Construction and utilisation of a bidirectional reporter vector in the analysis of two nod-boxes in of Rhizobium loti : a thesis presented in partial fulfilment of the requirements for the Degree of Master of Science in Molecular Genetics at Massey University

Abstract

The nod-box is a 47bp cis-acting regulatory region which has been conserved amongst every species of Rhizobium studied to date. In species such as R. meliloti and R. leguminosarum, the nod-box has been shown to promote constitutive activity towards the regulatory nodD gene, and flavonoid-inducible expression towards the divergently-transcribed nodABCIJ operon. This bidirectional regulation of the so-called common nod genes was not observed in R. loti. A previous analysis of this species had shown that its nod-box promoted inducible activity towards the truncated 'nodD' gene, as well as the nodACIJ operon. It was the unusual arrangement of these R. loti nod genes that had initially aroused interest in this bacteria.
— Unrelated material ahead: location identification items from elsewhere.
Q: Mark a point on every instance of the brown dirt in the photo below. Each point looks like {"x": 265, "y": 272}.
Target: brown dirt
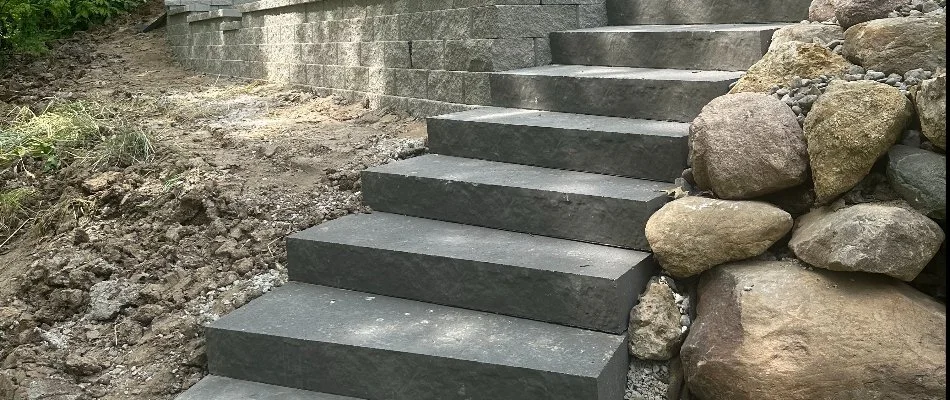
{"x": 110, "y": 302}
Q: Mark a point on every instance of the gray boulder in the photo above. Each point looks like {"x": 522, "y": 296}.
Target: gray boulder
{"x": 655, "y": 331}
{"x": 898, "y": 45}
{"x": 780, "y": 331}
{"x": 693, "y": 234}
{"x": 849, "y": 127}
{"x": 871, "y": 237}
{"x": 931, "y": 102}
{"x": 746, "y": 145}
{"x": 853, "y": 12}
{"x": 920, "y": 177}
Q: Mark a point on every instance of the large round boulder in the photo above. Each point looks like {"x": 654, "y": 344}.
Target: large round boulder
{"x": 693, "y": 234}
{"x": 920, "y": 177}
{"x": 853, "y": 12}
{"x": 898, "y": 45}
{"x": 848, "y": 128}
{"x": 931, "y": 102}
{"x": 871, "y": 237}
{"x": 787, "y": 60}
{"x": 808, "y": 33}
{"x": 746, "y": 145}
{"x": 780, "y": 331}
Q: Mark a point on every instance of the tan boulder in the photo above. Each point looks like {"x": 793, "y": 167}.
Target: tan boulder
{"x": 693, "y": 234}
{"x": 870, "y": 237}
{"x": 778, "y": 331}
{"x": 787, "y": 60}
{"x": 898, "y": 45}
{"x": 848, "y": 128}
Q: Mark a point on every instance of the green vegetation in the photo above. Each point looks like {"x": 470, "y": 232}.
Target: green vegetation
{"x": 26, "y": 25}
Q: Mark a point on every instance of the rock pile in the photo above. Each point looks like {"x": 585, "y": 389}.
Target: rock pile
{"x": 816, "y": 192}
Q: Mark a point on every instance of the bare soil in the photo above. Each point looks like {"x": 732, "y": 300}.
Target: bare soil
{"x": 110, "y": 302}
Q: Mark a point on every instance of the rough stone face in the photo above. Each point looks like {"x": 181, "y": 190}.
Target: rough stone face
{"x": 821, "y": 10}
{"x": 654, "y": 330}
{"x": 693, "y": 234}
{"x": 931, "y": 102}
{"x": 853, "y": 12}
{"x": 747, "y": 144}
{"x": 807, "y": 33}
{"x": 870, "y": 237}
{"x": 784, "y": 61}
{"x": 778, "y": 331}
{"x": 920, "y": 177}
{"x": 898, "y": 45}
{"x": 849, "y": 127}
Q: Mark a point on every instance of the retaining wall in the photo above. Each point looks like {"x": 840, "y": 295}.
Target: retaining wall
{"x": 424, "y": 56}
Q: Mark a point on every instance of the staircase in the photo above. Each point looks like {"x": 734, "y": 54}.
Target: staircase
{"x": 503, "y": 265}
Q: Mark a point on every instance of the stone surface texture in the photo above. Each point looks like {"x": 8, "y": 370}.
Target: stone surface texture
{"x": 898, "y": 45}
{"x": 746, "y": 145}
{"x": 779, "y": 331}
{"x": 785, "y": 61}
{"x": 870, "y": 237}
{"x": 849, "y": 127}
{"x": 920, "y": 176}
{"x": 693, "y": 234}
{"x": 655, "y": 331}
{"x": 931, "y": 102}
{"x": 853, "y": 12}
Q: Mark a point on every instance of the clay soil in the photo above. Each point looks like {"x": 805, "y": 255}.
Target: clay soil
{"x": 109, "y": 301}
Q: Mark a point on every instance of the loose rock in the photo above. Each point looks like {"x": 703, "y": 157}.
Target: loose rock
{"x": 746, "y": 145}
{"x": 870, "y": 237}
{"x": 848, "y": 129}
{"x": 693, "y": 234}
{"x": 802, "y": 334}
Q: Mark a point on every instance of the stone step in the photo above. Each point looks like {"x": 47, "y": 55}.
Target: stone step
{"x": 535, "y": 277}
{"x": 214, "y": 387}
{"x": 376, "y": 347}
{"x": 660, "y": 94}
{"x": 564, "y": 204}
{"x": 730, "y": 47}
{"x": 654, "y": 150}
{"x": 642, "y": 12}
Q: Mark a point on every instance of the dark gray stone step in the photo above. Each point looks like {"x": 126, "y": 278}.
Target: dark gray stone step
{"x": 637, "y": 148}
{"x": 535, "y": 277}
{"x": 222, "y": 388}
{"x": 730, "y": 47}
{"x": 660, "y": 94}
{"x": 376, "y": 347}
{"x": 639, "y": 12}
{"x": 565, "y": 204}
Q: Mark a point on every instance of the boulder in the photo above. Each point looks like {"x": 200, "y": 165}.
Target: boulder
{"x": 746, "y": 145}
{"x": 693, "y": 234}
{"x": 776, "y": 330}
{"x": 808, "y": 33}
{"x": 920, "y": 177}
{"x": 821, "y": 10}
{"x": 931, "y": 102}
{"x": 783, "y": 62}
{"x": 655, "y": 331}
{"x": 879, "y": 238}
{"x": 853, "y": 12}
{"x": 898, "y": 45}
{"x": 848, "y": 128}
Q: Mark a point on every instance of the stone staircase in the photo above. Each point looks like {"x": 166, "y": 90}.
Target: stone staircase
{"x": 503, "y": 265}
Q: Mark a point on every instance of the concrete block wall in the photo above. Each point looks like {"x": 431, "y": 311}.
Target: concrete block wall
{"x": 424, "y": 56}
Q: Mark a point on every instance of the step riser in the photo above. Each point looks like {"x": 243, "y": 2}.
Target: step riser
{"x": 727, "y": 51}
{"x": 660, "y": 158}
{"x": 592, "y": 219}
{"x": 574, "y": 300}
{"x": 669, "y": 100}
{"x": 644, "y": 12}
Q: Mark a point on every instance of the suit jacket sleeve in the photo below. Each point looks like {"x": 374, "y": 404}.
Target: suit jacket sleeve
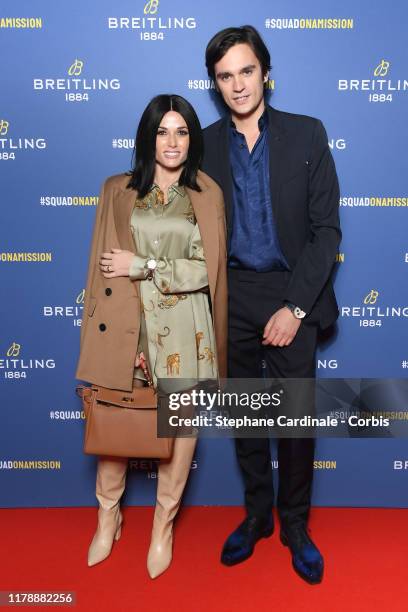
{"x": 313, "y": 267}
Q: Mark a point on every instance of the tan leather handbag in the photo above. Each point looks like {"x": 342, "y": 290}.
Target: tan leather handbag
{"x": 123, "y": 424}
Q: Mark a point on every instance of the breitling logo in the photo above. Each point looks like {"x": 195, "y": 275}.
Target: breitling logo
{"x": 371, "y": 297}
{"x": 76, "y": 68}
{"x": 151, "y": 7}
{"x": 14, "y": 350}
{"x": 382, "y": 68}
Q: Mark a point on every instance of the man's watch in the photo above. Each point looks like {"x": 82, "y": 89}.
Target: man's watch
{"x": 150, "y": 265}
{"x": 295, "y": 310}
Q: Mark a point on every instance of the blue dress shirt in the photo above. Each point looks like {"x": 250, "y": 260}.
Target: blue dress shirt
{"x": 253, "y": 241}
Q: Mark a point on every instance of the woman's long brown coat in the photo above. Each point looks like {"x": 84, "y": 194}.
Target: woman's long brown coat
{"x": 111, "y": 315}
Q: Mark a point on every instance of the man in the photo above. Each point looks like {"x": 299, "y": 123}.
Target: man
{"x": 282, "y": 198}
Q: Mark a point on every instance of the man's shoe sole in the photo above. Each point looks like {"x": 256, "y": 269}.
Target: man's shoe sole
{"x": 266, "y": 534}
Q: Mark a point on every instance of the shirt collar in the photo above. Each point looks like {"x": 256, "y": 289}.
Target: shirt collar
{"x": 174, "y": 186}
{"x": 263, "y": 121}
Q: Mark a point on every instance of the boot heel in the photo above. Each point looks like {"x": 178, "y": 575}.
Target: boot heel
{"x": 267, "y": 533}
{"x": 118, "y": 532}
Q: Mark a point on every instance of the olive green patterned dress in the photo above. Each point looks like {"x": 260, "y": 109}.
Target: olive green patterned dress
{"x": 176, "y": 333}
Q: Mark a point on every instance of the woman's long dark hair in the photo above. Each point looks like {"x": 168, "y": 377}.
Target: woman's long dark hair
{"x": 144, "y": 152}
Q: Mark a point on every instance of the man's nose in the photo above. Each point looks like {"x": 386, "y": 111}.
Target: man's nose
{"x": 238, "y": 84}
{"x": 172, "y": 140}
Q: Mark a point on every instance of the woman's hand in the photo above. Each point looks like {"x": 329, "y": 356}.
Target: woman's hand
{"x": 116, "y": 263}
{"x": 140, "y": 358}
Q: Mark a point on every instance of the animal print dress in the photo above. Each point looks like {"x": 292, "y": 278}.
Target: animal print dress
{"x": 176, "y": 333}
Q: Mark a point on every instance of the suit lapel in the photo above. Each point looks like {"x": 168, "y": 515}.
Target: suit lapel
{"x": 206, "y": 215}
{"x": 225, "y": 166}
{"x": 276, "y": 149}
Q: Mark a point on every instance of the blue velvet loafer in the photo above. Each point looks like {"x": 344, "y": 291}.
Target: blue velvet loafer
{"x": 306, "y": 558}
{"x": 241, "y": 543}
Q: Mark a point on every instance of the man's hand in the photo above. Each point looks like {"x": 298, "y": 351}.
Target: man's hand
{"x": 116, "y": 263}
{"x": 281, "y": 328}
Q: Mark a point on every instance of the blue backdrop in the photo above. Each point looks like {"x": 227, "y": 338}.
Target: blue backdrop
{"x": 75, "y": 78}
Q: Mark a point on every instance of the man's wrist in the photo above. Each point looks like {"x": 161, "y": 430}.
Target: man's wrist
{"x": 297, "y": 312}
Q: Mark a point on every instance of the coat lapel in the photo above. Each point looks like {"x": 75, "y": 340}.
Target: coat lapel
{"x": 225, "y": 166}
{"x": 206, "y": 215}
{"x": 123, "y": 208}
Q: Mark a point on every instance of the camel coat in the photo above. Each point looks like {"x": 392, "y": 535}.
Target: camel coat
{"x": 111, "y": 315}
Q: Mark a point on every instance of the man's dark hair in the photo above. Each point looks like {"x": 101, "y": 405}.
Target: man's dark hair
{"x": 224, "y": 40}
{"x": 144, "y": 152}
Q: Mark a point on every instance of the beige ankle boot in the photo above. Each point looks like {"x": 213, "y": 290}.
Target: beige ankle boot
{"x": 172, "y": 478}
{"x": 110, "y": 484}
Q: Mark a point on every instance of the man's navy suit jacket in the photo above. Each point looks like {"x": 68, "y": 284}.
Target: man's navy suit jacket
{"x": 305, "y": 202}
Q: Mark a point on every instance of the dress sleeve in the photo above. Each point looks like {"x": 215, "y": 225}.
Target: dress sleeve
{"x": 183, "y": 275}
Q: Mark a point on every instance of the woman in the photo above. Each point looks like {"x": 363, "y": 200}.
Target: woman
{"x": 157, "y": 264}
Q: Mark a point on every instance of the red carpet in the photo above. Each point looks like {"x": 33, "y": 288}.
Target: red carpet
{"x": 365, "y": 555}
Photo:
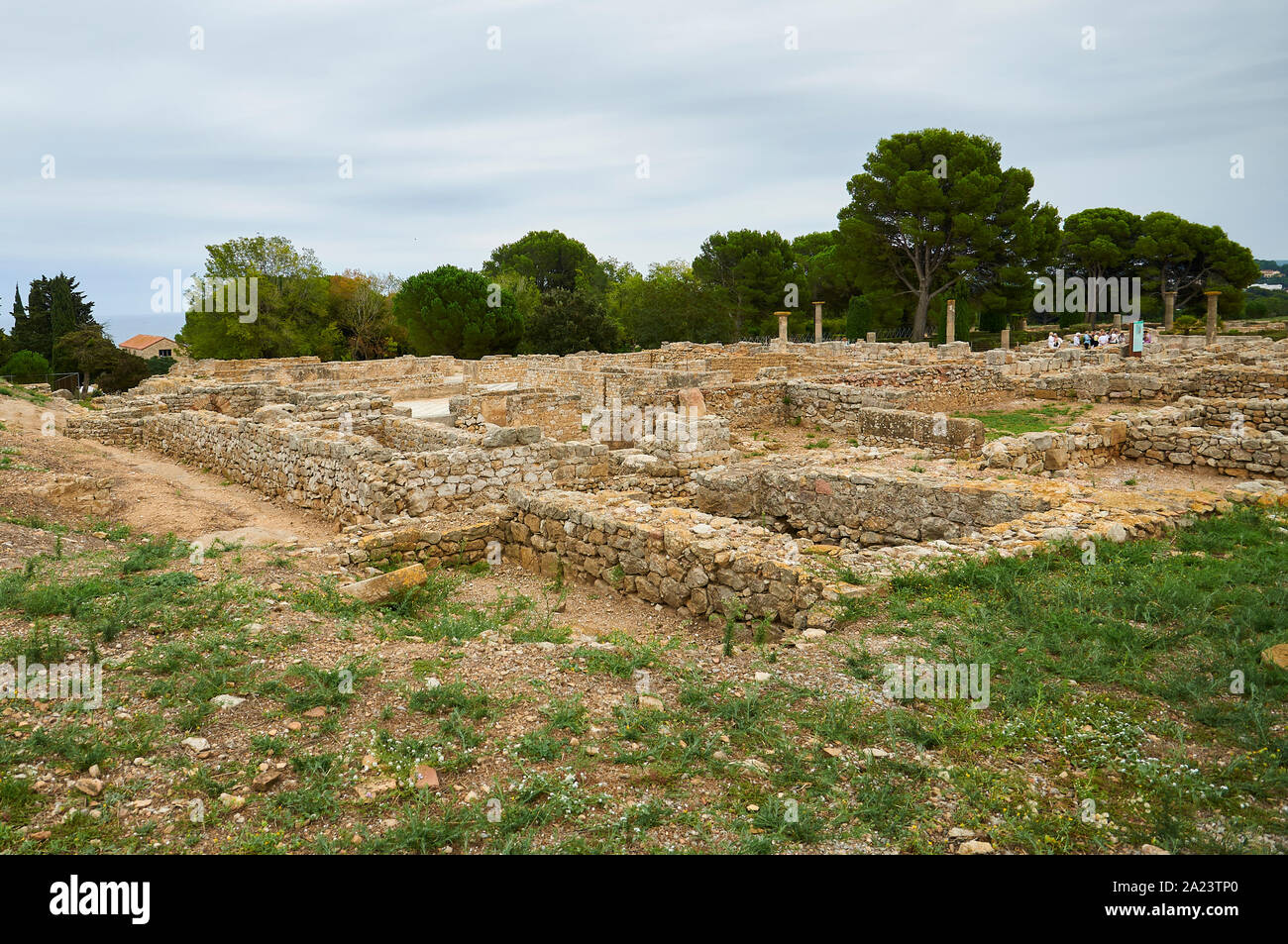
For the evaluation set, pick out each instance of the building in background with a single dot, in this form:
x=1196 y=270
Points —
x=151 y=346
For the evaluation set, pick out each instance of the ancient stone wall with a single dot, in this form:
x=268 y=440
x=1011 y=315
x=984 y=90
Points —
x=861 y=507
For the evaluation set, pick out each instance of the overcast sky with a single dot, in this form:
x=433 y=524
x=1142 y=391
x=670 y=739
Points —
x=160 y=149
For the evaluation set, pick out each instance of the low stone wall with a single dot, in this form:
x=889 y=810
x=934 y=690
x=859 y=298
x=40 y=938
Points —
x=862 y=507
x=434 y=546
x=681 y=558
x=351 y=478
x=841 y=410
x=1082 y=445
x=853 y=411
x=1214 y=434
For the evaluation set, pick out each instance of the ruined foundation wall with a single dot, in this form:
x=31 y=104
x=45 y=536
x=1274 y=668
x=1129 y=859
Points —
x=858 y=507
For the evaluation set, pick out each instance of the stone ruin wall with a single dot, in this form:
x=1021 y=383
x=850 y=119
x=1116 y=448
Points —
x=296 y=429
x=861 y=507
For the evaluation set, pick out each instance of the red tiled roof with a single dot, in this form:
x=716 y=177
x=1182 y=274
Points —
x=141 y=342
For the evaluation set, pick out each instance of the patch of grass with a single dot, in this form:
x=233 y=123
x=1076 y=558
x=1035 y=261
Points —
x=1009 y=423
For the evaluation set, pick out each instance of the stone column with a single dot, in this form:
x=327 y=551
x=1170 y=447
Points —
x=1212 y=297
x=1168 y=309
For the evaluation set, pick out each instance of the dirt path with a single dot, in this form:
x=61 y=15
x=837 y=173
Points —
x=147 y=492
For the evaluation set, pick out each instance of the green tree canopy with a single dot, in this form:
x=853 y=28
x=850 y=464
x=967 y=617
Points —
x=934 y=209
x=361 y=307
x=54 y=307
x=822 y=271
x=1189 y=259
x=26 y=364
x=291 y=316
x=567 y=322
x=549 y=261
x=666 y=305
x=458 y=312
x=1099 y=244
x=748 y=271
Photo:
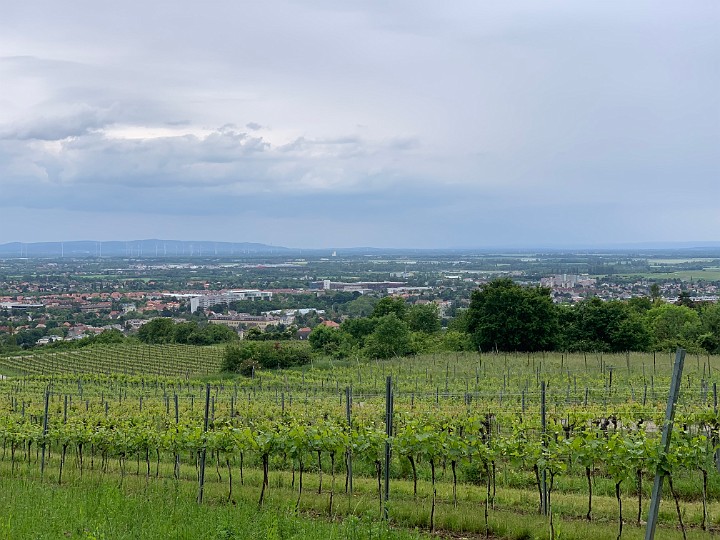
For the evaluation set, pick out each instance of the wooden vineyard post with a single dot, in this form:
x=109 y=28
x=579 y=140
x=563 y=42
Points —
x=665 y=442
x=388 y=434
x=203 y=453
x=45 y=428
x=545 y=500
x=348 y=410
To further investigate the role of the nod-box in the regulation of the R. loti common nod genes, a bidirectional reporter vector (pSPV4) was constructed. This novel vector allowed the promoter activity of a cloned nod-box-containing fragment to be concurrently measured in either direction using the same culture of cells. To achieve this construct, the gusA gene from pRAJ260 was blunt-end ligated into pUC21. An in-frame ribosome binding site (rbs) was cloned upstream of the gusA coding sequence to facilitate transcriptional fusions. The rbs and gusA gene were later excised as a functional unit and blunt-end ligated into pMP220 alongside the B-galactosidase reporter gene but in the opposite orientation. Hence, both reporter genes could be divergently transcribed from a common regulatory region cloned into the multiple cloning site that separated the genes.

The fragments of DNA that were eventually cloned into the bidirectional vector were generated through the polymerase chain reaction. Each DNA insert contained the nod-box bracketed by differing lengths of flanking region. Once these PCR-generated fragments had been sequenced in pUC118 and subcloned into pSPV4, the resulting constructs were transformed into R. loti cells by electroporation. As the electroporation of these cells had not previously been reported, the conditions for this procedure were established and optimised.

The results obtained from the bidirectional reporter assays disagreed with those observed in the earlier assays by Teo (1990). Neither the nodACIJ nod-box of NZP2037 nor the nodB nod-box of NZP2213, showed bidirectional inducible expression. In fact, both nod-boxes showed constitutive expression in the 'nodD' direction and inducible expression in the opposite direction. This indicates that the control of the nod genes in R. loti is fundamentally the same as that seen in other fast-growing Rhizobium species. Three regulatory elements affecting the levels of nod gene expression have tentatively been identified outside the nod-box sequence, though the results indicating their presence may simply be·due to spacing differences between the nod-box and the reporter gene.